Victoria Park is a district in north Edinburgh south of Newhaven and lying between Trinity and Leith. The area was given Conservation Area status in March 1998.

==History==

The park itself was not created until the early 20th century. It was originally smaller, and was mainly based on the former grounds of Bonnington Park House (built in 1789), a still extant villa, now in the north-east corner of the park. A statue of King Edward VII by John Stevenson Rhind dominates the entrance (off Newhaven Road).

Critically, a deep railway cut used to bound the western side of the park. This came in from the south then split in two just before Trinity Academy, linking to the main east west line into Leith Docks. Not until this line was closed (as part of the Beeching cuts) and the cutting infilled, was it possible to increase the park to its current width.

The land west of the railway line was originally proposed as an extension to the Craighall estate but this never came to fruition.

==Surrounding housing==

The park is bounded by villas on the Craighall estate to the west and by the flat-roofed terraces of the "Dudleys" to the east.

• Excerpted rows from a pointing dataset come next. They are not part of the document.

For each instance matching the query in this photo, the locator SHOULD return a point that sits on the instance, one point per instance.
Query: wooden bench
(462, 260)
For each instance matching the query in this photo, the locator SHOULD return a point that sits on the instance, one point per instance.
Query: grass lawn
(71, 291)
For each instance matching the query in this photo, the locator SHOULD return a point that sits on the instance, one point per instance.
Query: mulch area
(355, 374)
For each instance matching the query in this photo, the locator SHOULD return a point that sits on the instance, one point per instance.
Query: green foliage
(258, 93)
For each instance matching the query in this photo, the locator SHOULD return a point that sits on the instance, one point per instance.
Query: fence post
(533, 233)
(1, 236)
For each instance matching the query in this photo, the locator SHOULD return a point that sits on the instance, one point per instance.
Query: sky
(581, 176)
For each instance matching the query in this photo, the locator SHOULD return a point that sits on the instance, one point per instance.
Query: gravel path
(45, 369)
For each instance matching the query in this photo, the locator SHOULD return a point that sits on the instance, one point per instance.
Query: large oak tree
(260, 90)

To the north the area is dominated by Trinity Academy and its eastern extensions, built over a large section which was originally parkland.

An interesting finger of houses on Craighall Bank curve into the park on the line of the former railway.

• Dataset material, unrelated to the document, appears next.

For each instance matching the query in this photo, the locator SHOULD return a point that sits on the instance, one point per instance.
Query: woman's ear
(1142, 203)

Bonnington Park House (aka Victoria Park House) operates as a children's centre and hides amid trees on the north side of the park.

On the south side of the park the former Ainslie Park School annexe by Ebenezer MacRae was demolished around 1995 and replaced by New Cut Rigg, flats designed to echo Ramsay Gardens in the town centre. Victoria Park Neuk lines the southern exit of the park alongside the remnant railway line, connecting to the Water of Leith Walkway.

The south-east corner of the park is bounded by mid-19th-century villas on Ferry Road and Newhaven Road.

==Famous Residents==

- Christian Salvesen and his son Edward Theodore Salvesen lived in Catherine Bank House on Newhaven Road facing the park (demolished c.1900 to create the Dudley estate)

==Sporting facilities==

The park contains bowling greens to the south-east, and tennis courts to the south-west.

A putting green which stood to the north-west no longer exists.

The bowling greens were reduced in scale during the Second World War to provide allotments

==Public transport==

The area is served by the number 7 and 11 buses into the city centre. The former goes via Leith.